Le metodiche di fecondazione in vitro sono:
 

  • FIVET (fecondazione in vitro embryo transfer – IVF – In vitro Fertilization): con questa metodica ovociti e spermatozoi vengono posti insieme in una piastra con terreno di coltura adatto e si lascia che gli spermatozoi penetrino l’ovocita in modo naturale.
  • ICSI (iniezione intracitoplasmatica dello spermatozoo): è la microiniezione di un singolo spermatozoo direttamente all’interno della cellula uovo.

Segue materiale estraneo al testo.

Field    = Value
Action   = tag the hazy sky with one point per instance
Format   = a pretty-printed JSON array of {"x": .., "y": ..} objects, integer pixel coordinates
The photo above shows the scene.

È riservata ai casi in cui si teme che, con la semplice inseminazione dell’ovocita, ci possano essere problemi nell’ottenere la fecondazione. È considerata metodica di PMA di III livello, quando sia necessario l’utilizzo di spermatozoi prelevati chirurgicamente dal testicolo.

Prevenzione

La prevenzione della fertilità nella donna inizia sin dalla sua infanzia e prosegue nell’adolescenza e nella giovinezza, per esempio non trascurando banali infezioni che possono avere conseguenze negative a lungo termine.

Per conservare la fertilità bisogna seguire uno stile di vita sano, evitando alcuni fattori di rischio, come il fumo, l'abuso di alcool, l’obesità o l’eccessiva magrezza, la sedentarietà, ma anche l’eccessiva attività fisica.

E’ noto poi che l’inquinamento e l'esposizione a fattori ambientali tossici possono compromettere la fertilità nella specie umana.

Negli ultimi anni si è registrato un incremento delle patologie acute e croniche della sfera riproduttiva legate alle malattie infettive sessualmente trasmesse, che possono comportare un danno permanente agli organi riproduttivi, con conseguente infertilità di coppia.

E’ molto importante, quindi, svolgere un’ opera di istruzione e divulgare regole comportamentali in questo senso, nei riguardi della popolazione giovanile che scopre la sfera sessuale.

Dato che, come abbiamo detto, la possibilità riproduttiva della donna è legata in modo diretto alla sua età, è importante inoltre sottolineare quanto possa essere penalizzante rimandare il momento della maternità.

Parlando di prevenzione, è importante ricordare come oggi la scienza, grazie alle tecniche di crioconservazione, permetta alla donna la possibilità di conservare il proprio patrimonio riproduttivo (ovociti – tessuto ovarico) prima di iniziare terapie (a causa per esempio di un tumore) che potrebbero diminuire o annullare le proprie capacità riproduttive.
La crioconservazione degli ovociti, viene oggi proposta anche a donne giovani e sane che desiderano rimandare il momento della ricerca di una gravidanza in una età in cui il concepimento potrebbe risultare difficile.